The critique on Twitter and elsewhere is that the article is tone deaf and uses the #MeToo movement — the point of which was to show that no one was listening to women, people of color and LGBTQ people — to tell yet another story about a white, straight, middle-class male.

"It's struck me as a sort of an odd choice for Esquire, who claims they’re doing this series on experiences of different young people." said Elana Levine, a journalism advertising and media studies professor at the University of Wisconsin-Milwaukee. "To have started with the straight white man, I'm sort of shocked that no one there thought how that might read."

And there's #MeToo, splashed on the cover and addressed in the story.

Ryan is aware of the movement, but he doesn't understand it. He asked Percy, “I’ve heard of that. What does it mean again?”

The profile talks about how Ryan got in a fight with a girl at school. He ended up getting a ticket in municipal court. He got picked on in school about it — kids called him a "woman beater" even though, he says, she struck him first. In the article, the teen said that if he were a girl, he wouldn't have been punished. 

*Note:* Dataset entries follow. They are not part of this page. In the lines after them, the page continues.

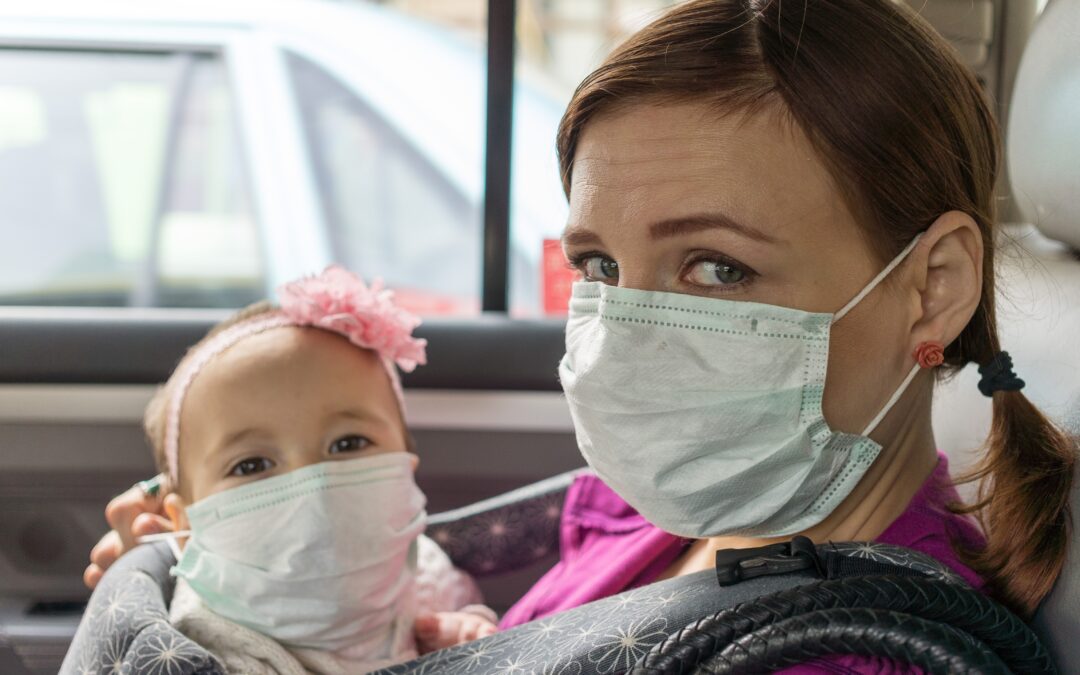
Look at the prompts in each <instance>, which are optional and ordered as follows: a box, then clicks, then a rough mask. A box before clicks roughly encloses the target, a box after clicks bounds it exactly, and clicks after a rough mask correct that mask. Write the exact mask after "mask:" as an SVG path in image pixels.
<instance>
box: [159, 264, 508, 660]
mask: <svg viewBox="0 0 1080 675" xmlns="http://www.w3.org/2000/svg"><path fill="white" fill-rule="evenodd" d="M280 296H281V307H280V308H274V307H272V306H270V305H269V303H264V305H258V306H254V307H252V308H248V309H246V310H244V311H242V312H240V313H239V314H237V315H235V316H233V318H232V319H230V320H228V321H226V322H225V323H222V324H221V325H219V326H217V327H215V328H214V330H212V332H211V333H210V335H207V336H206V337H205V338H204V339H203V340H202V341H200V342H199V343H197V345H195V346H194V347H192V348H191V349H190V350H189V352H188V354H187V355H186V356H185V357H184V359H183V360H181V361H180V364H179V365H178V366H177V368H176V370H175V372H174V373H173V375H172V376H171V377H170V379H168V381H167V382H166V383H165V384H164V386H163V387H162V388H161V389H160V390H159V392H158V393H157V395H156V396H154V399H153V400H152V401H151V402H150V404H149V406H148V408H147V411H146V430H147V434H148V436H149V438H150V442H151V444H152V446H153V449H154V456H156V459H157V461H158V463H159V467H160V468H161V470H162V472H163V473H165V474H166V475H167V483H166V484H167V486H168V495H167V496H165V498H164V509H165V513H166V514H167V516H168V518H170V519H171V521H172V523H173V525H174V527H175V529H176V531H175V532H174V534H172V535H170V542H171V544H172V545H173V549H174V552H175V553H176V554H177V564H176V566H175V567H174V568H173V575H174V576H175V577H177V578H178V580H177V584H176V591H175V594H174V596H173V603H172V606H171V607H170V615H171V620H172V622H173V624H174V625H176V626H177V629H178V630H180V631H181V632H184V633H185V634H186V635H188V636H189V637H190V638H192V639H193V640H194V642H197V643H199V644H200V645H202V646H203V647H205V648H207V649H208V650H210V651H212V652H213V653H214V654H215V656H216V657H218V659H219V660H220V661H221V662H222V663H224V664H225V666H226V667H227V669H228V671H229V672H230V673H276V674H293V673H296V674H302V673H321V674H330V673H363V672H367V671H370V670H376V669H379V667H382V666H386V665H389V664H392V663H397V662H402V661H406V660H408V659H411V658H414V657H416V656H417V653H418V651H419V652H424V651H431V650H434V649H440V648H443V647H449V646H451V645H455V644H459V643H461V642H467V640H470V639H475V638H477V637H483V636H485V635H489V634H491V633H494V632H495V624H494V621H495V620H496V617H495V615H494V612H492V611H491V610H490V609H488V608H487V607H484V606H482V605H476V604H475V603H477V602H478V599H480V594H478V591H477V590H476V586H475V584H474V583H473V581H472V580H471V579H470V578H469V577H468V576H467V575H464V573H463V572H461V571H460V570H457V569H455V568H454V567H453V565H451V564H450V562H449V559H448V558H447V557H446V555H445V554H444V553H443V552H442V551H441V550H440V549H438V548H437V546H436V545H435V544H434V542H432V541H431V540H429V539H427V538H426V537H423V536H422V532H423V530H424V524H426V513H424V504H426V499H424V496H423V494H422V492H420V490H419V488H417V486H416V483H415V482H414V478H413V473H414V470H415V469H416V465H417V461H418V459H417V457H416V455H413V454H411V453H410V450H411V448H413V442H411V437H410V436H409V434H408V432H407V430H406V428H405V423H404V411H403V406H402V391H401V383H400V381H399V377H397V373H396V369H395V368H396V367H400V368H402V369H403V370H411V369H413V368H415V367H416V366H417V365H420V364H423V363H424V347H426V342H424V341H423V340H419V339H416V338H414V337H411V333H413V329H414V328H415V327H416V325H417V324H418V323H419V321H418V320H417V319H416V318H415V316H413V315H410V314H408V313H407V312H405V311H404V310H402V309H401V308H397V307H395V306H394V305H393V303H392V300H391V295H390V294H389V292H384V291H380V288H379V287H378V285H375V286H374V287H372V288H368V287H367V286H365V284H364V283H363V281H361V280H360V279H359V278H357V276H355V275H353V274H352V273H350V272H348V271H346V270H343V269H340V268H333V267H332V268H329V269H327V270H326V271H325V272H324V273H323V274H321V275H319V276H314V278H309V279H305V280H301V281H299V282H294V283H291V284H286V285H285V286H283V287H282V288H281V289H280ZM177 542H183V549H181V548H180V545H179V544H178V543H177Z"/></svg>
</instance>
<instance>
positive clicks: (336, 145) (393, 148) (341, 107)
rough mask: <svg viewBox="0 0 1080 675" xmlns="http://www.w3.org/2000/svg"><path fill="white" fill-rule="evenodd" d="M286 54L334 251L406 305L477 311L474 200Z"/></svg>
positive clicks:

There are also some classically Wisconsin moments in the story. Ryan's divorced parents schedule their trade-off time around Packers games. He's 17 years old, but he can get into a bar, no questions asked. In his government class, the students sing a song written by another West Bend teacher meant to help kids remember the difference between political ideologies. It's sung to the tune of "Beer Barrel Polka."

And there's division. 

After President Trump was elected, students in his high school responded. Ryan said, "The liberal students became enraged and the conservative students emboldened."

The teen talks about Milwaukee Brewers pitcher Josh Hader whose racist, sexist and homophobic tweets resurfaced last summer. 

He said, “Just so happens that something Hader said seven years ago about hating gay people came up the day of a big game. Now he has to go to all these sensitivity trainings ... Someone must’ve been jealous of him and said, ‘Oh, I have this message from when he was 15.’ It’s like, yeah, you say a lot of stupid stuff when you are 15.” 

Yes, people say a lot of stupid things at 15. Sometimes magazines will publish them. And then, just like Hader's tweets, the words are out there — forever.

Fielden said in his editor's letter that the story is the first of a series, and this one just happens to be about a white, middle-class kid. Future stories will profile black kids, LGBTQ students and women, too.

"I think there’s an assumption that white youth is the norm to start with and then we’ll talk about variation," Levine said. "And there’s no reason that whiteness should be the starting point."

Fielden said he thinks of his own son, also a teen, and how he has to deal with regular teenage issues, "Add to this the passions and change this moment has unleashed — #MeToo, gender fluidity, Black Lives Matter, 'check your privilege,' and #TheFutureIsFemale — and the task of grappling with the world has to be more complicated for kids than it’s ever been."